UGLY, but maybe this will help:
http://spin.atomicobject.com/2013/06/23/baud-rates-ftdi-driver-mac/

--- bill

bperrybap

#419
Jun 26, 2014, 02:59 am Last Edit: Jun 26, 2014, 03:01 am by bperrybap Reason: 1
So on a different note,
I decided to get the existing 1284 core working on 1.5x

I've got it up and working. Didn't take very long - maybe 30 minutes.
The tree is different, and there are some mods and added files, and libraries
that have to be delt with but not very difficult.
Things like the boards.txt files are slightly different, there is a platform.txt for all the compile/build rules
and then some local core libraries that must now exist in the core directory tree but that's about it.

I also verified that libraries supplied with the 1.5x core override libraries in the distribution.
That is good, since the patched libraries can now be put into the core directory tree so that that
they can automatically override the distribution versions when the 1284 core is being used.

So here is the current precedence of libraries
- User sketchbook libraries
- core libraries
- IDE supplied "common" libraries

Which seems like the order it should be in.

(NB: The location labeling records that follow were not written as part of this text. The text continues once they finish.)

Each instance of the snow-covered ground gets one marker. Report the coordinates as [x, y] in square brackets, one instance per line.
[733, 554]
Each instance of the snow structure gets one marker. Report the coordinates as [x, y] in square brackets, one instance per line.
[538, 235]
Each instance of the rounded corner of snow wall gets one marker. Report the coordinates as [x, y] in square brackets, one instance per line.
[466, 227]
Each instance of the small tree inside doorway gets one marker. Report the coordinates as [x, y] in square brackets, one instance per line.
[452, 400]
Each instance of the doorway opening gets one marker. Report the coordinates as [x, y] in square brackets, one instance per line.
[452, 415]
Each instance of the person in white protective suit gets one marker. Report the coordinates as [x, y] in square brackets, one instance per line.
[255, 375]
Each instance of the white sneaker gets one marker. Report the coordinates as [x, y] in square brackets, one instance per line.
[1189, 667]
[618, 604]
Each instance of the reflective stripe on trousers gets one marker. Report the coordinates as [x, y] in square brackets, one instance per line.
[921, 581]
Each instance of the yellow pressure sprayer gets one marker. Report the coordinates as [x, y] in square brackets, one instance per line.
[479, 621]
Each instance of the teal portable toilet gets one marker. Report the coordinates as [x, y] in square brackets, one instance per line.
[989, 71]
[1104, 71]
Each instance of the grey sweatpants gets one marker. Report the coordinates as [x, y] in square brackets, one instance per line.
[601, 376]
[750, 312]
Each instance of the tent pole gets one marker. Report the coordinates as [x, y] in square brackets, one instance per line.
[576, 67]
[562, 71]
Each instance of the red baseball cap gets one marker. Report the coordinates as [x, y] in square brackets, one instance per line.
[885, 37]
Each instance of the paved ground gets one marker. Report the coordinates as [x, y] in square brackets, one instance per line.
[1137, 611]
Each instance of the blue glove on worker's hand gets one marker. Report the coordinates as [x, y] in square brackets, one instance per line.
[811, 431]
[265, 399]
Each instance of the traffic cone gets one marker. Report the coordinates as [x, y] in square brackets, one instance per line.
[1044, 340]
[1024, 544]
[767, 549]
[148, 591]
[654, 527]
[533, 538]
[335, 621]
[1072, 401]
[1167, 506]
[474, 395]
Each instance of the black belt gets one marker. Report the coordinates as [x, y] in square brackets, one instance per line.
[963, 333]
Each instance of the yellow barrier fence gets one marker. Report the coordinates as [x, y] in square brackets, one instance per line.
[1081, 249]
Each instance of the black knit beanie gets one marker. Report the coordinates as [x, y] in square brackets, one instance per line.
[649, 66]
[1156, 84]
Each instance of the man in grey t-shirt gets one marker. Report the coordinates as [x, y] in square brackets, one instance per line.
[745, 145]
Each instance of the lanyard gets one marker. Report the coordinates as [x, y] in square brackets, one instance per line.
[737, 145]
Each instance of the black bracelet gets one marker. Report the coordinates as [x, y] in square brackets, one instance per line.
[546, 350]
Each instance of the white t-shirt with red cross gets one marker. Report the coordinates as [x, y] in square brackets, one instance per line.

I haven't beat on it to see where the issues are - I'm sure there are issues
as essentially, what I did is get a 1284 1.x core working on 1.5x

What  needs to happen is the core files from 1.5x need to be moved over and then
the tweaks made for the 1284 as there are a few new features in the 1.5x core that
won't exist until that is done.
I did notice that there are some big differences in HardwareSerial and wiring_analog.c
so those need very close scrutiny.

To me the 1.5x solution looks interesting as it can create a package that once installed
"just works" and has all the needed patched libraries already in place and ready to go.

Long term, maintaining a 1284 core that is so close to the Arduino team distribution AVR core is
a maintenance PITA.
I think the ideal solution would be to get the 1284 mods pushed into the Arduino team AVR core
as they are pretty minor.
That way there is only a single AVR core vs having to maintain a parallel AVR core.